Consumer prices fell for the second month in a row in August on the back of cheaper transport and communications costs.

New figures from the Central Statistics Office show that consumer prices fell by 0.2% in August on a monthly basis, while they were down 0.1% on an annual basis.

The annual inflation rate had hit its highest level in three years in July, when prices rose 0.5%.

But today's data appeared to reinforce a trend of muted consumer prices despite three years of strong economic growth.

The CSO said that transport costs were cheaper in August on a monthly basis mainly due to a decrease in air fares and lower petrol and diesel prices.

The cost of housing, water, electricity, gas and other fuels fell on the back of a decrease in the price of electricity and home heating oil, which was partially offset by higher rents.

Clothing and footwear prices increased due to a recovery from sales in August from July.

On an annual basis, the cost of motor insurance continued to see big increases, as it rose by 28%. However that was down from the jump of 38.6% posted in July.

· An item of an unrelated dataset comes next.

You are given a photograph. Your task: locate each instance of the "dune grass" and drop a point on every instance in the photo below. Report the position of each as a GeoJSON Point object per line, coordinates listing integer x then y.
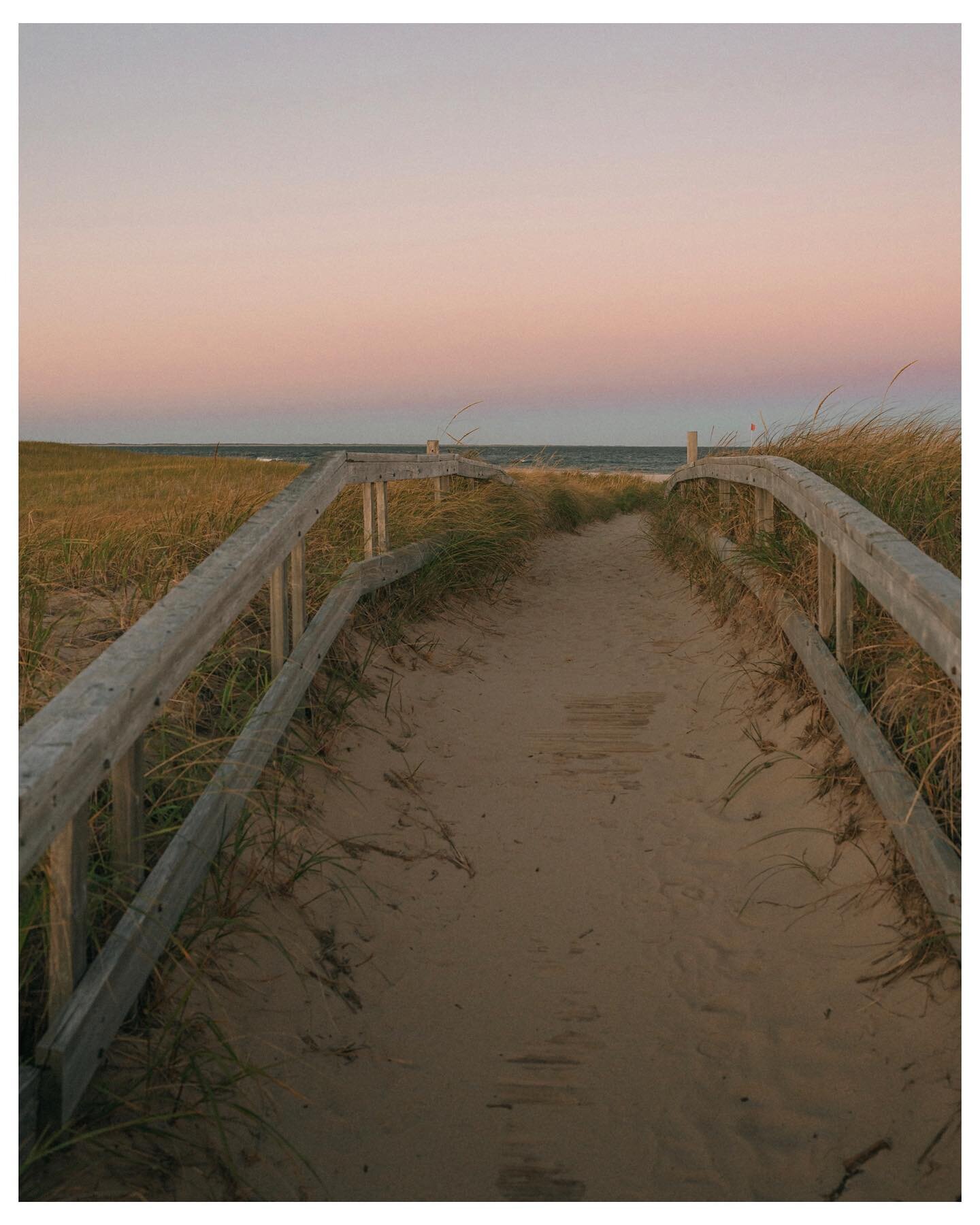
{"type": "Point", "coordinates": [906, 472]}
{"type": "Point", "coordinates": [104, 534]}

Prices in hotels and restaurants were also higher on a yearly basis due to dearer accommodation and alcoholic drinks and food, while education rose mainly due to the extra costs associated with third level education.

However on an annual basis, transport costs fell on the back of lower petrol and diesel prices as well as cheaper cars. 

August also saw lower mortgage interest rate repayments, a fall in the price of electricity and gas as well as the suspension of water charges. However, these decreases were partially offset by higher rents. 

Commenting on today's figures, Merrion economist Alan McQuaid said that despite the booming Irish economy, inflationary pressures as measured by the headline CPI are likely to remain fairly well contained in the immediate future. 

But the economist said that the cost of services like insurance and education look set to continue to rise, and sharply. "Motor car insurance was up 28.2% in the year in August, albeit down from the annual rise of 38.6% posted in July, but indicating that it is not all plain sailing for consumers on the prices front," Mr Hughes said.

The economist said that oil prices will be critical in determining the headline inflation outlook over the next year or so. 

"There are signs that prices may have stabilised, with a barrel of Brent crude currently trading just below $49. Higher oil prices, if sustained, would push the CPI up as the year goes on and into 2017, but they remain volatile and that is by no means guaranteed," he added.